Man who had 3 hearts leaves hospital

(AP)
Updated: 2007-03-23 07:12

PHILADELPHIA - A 46-year-old man whose body was powered by three separate hearts in the span of a month walked out of the hospital Thursday and said he felt like competing in a triathlon. "I feel like a million dollars, actually," said patient Gary Onufer. "I feel like a whole new person."


Gary Onufer and his wife, Joan, walk outside the University of Pennsylvania Hospital in Philadelphia, Thursday, March 22, 2007. The 46-year-old man has had three separate hearts in less than a month. [AP]
Accompanied by his wife and hospital staff, Onufer took slow steps out of the Hospital of the University of Pennsylvania as a donor heart beat in his thin frame. The organ replaced a temporary "Total Artificial Heart," a mechanical device that doctors said Onufer was the first person to receive in the Northeast.

"I feel like I could do a triathlon right now," said Onufer, an insurance agent from Ambler.

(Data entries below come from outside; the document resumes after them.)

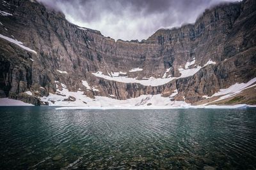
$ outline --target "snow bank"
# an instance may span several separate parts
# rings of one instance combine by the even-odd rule
[[[237,95],[237,94],[239,94],[240,92],[241,92],[243,90],[245,90],[246,89],[255,86],[256,85],[253,85],[250,86],[251,85],[253,84],[255,82],[256,82],[256,78],[254,78],[252,79],[251,80],[250,80],[249,81],[248,81],[246,83],[236,83],[233,85],[231,85],[230,87],[228,87],[227,89],[220,89],[219,92],[215,93],[210,97],[208,97],[208,98],[211,98],[214,96],[221,96],[221,97],[220,98],[218,98],[218,99],[216,99],[212,102],[211,102],[209,103],[214,103],[216,101],[221,101],[221,100],[229,98],[230,97],[234,96]],[[207,104],[209,104],[209,103],[207,103]]]
[[[198,66],[195,68],[184,69],[183,68],[179,68],[178,70],[180,73],[181,75],[179,78],[185,78],[191,76],[196,73],[202,67]]]
[[[58,72],[61,73],[61,74],[67,74],[68,73],[67,71],[60,71],[59,69],[56,69]]]
[[[141,68],[135,68],[135,69],[132,69],[131,70],[130,70],[129,72],[136,72],[136,71],[143,71],[143,69]]]
[[[87,30],[87,29],[83,28],[83,27],[77,27],[77,28],[79,29],[84,30],[84,31]]]
[[[216,62],[212,61],[211,59],[209,59],[209,61],[207,61],[207,62],[206,62],[206,64],[204,64],[204,67],[205,67],[210,64],[216,64]]]
[[[22,48],[23,49],[27,50],[27,51],[31,52],[33,52],[35,53],[36,53],[36,51],[30,49],[29,48],[22,45],[23,43],[22,42],[20,42],[20,41],[17,41],[15,39],[13,39],[12,38],[8,38],[7,36],[3,36],[3,35],[2,35],[1,34],[0,34],[0,38],[1,38],[3,39],[6,39],[6,40],[8,41],[9,42],[11,42],[11,43],[12,43],[13,44],[17,45],[19,46],[20,47]]]
[[[26,94],[29,95],[29,96],[32,96],[32,93],[30,91],[28,91],[28,92],[25,92]]]
[[[156,78],[154,77],[150,77],[148,78],[145,78],[144,80],[138,80],[136,78],[129,78],[127,76],[120,76],[119,75],[117,76],[117,74],[115,74],[116,76],[107,76],[104,75],[102,74],[102,72],[101,71],[98,71],[95,73],[92,73],[94,76],[97,77],[100,77],[104,78],[106,80],[111,80],[111,81],[116,81],[121,83],[140,83],[141,85],[145,85],[145,86],[159,86],[159,85],[162,85],[164,84],[166,84],[170,81],[171,81],[175,79],[178,79],[180,78],[185,78],[185,77],[188,77],[194,75],[197,71],[198,71],[202,67],[198,66],[196,68],[192,68],[192,69],[184,69],[182,68],[179,68],[179,71],[181,73],[181,76],[179,77],[168,77],[168,78]],[[167,69],[168,71],[170,71],[170,69]],[[166,74],[165,74],[166,76]]]
[[[82,80],[82,84],[88,90],[99,92],[99,90],[95,88],[94,87],[91,87],[86,80]]]
[[[247,108],[256,107],[256,106],[246,104],[237,104],[234,106],[74,106],[61,107],[55,110],[170,110],[170,109],[246,109]]]
[[[170,71],[172,67],[170,67],[168,69],[166,69],[166,71],[164,73],[164,75],[163,76],[162,78],[166,78],[166,74]]]
[[[6,16],[12,16],[13,15],[12,13],[8,13],[8,12],[5,12],[3,11],[0,11],[0,15],[3,15],[4,17],[6,17]]]
[[[8,98],[0,98],[1,106],[34,106],[32,104],[26,103],[20,101],[11,99]]]
[[[195,58],[193,59],[193,60],[191,62],[189,62],[189,61],[187,62],[187,63],[185,65],[185,69],[188,69],[190,66],[192,66],[193,64],[195,64],[195,62],[196,62],[196,60]]]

Onufer was "deathly ill" when he arrived at the Penn hospital on Feb. 1, said Dr. Michael Acker, one of his surgeons. Though doctors still aren't sure why, the seemingly healthy and active man was suffering from congestive heart failure and needed a new organ.

Most patients in that situation would have a device implanted in their ailing hearts to keep them alive until a donor can be found, health officials said. But doctors thought Onufer's heart, even with artificial help, was too weak to last the two months Acker said is normally needed to find a donor.

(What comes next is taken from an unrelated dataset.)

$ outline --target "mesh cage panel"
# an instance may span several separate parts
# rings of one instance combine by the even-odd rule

So they asked Onufer if he wanted to be a pioneer of sorts by undergoing the region's first implant of the Total Artificial Heart, made by Arizona-based SynCardia Systems.

Onufer said yes.

"My choices were very limited," he said Thursday. "I would have slowly died."

The apparatus, approved by the federal Food and Drug Administration in October 2004, is a modern version of the one invented by Dr. Robert Jarvik and first implanted in a patient 25 years ago.

On Feb. 12, doctors removed Onufer's failing heart in a six-hour procedure and replaced it with a Total Artificial Heart. Though it still required Onufer to stay at the hospital, the "bridge to transplant" allowed him to exercise and, essentially, heal the damage caused by his old heart while he awaited a donor.

"That's what was very exciting to us," said Acker.

Because Onufer's artificial heart worked so well, doctors could be more choosy in finding the right match for him, Acker said. It turned out that a suitable organ for Onufer came along 28 days after the artificial heart was implanted.

Onufer underwent a transplant March 11. Eleven days later, he was walking out of the hospital, holding a lucky Tin Man charm that had been given to him by a nurse. The character from "The Wizard of Oz" also needed a heart.

The past month has virtually been a blur, he said.

"It was like riding by the seat of my pants at 110 miles per hour," said Onufer.

His wife Joan agreed.

"It still hasn't sunk in," she said. "I'm just thankful that he's alive."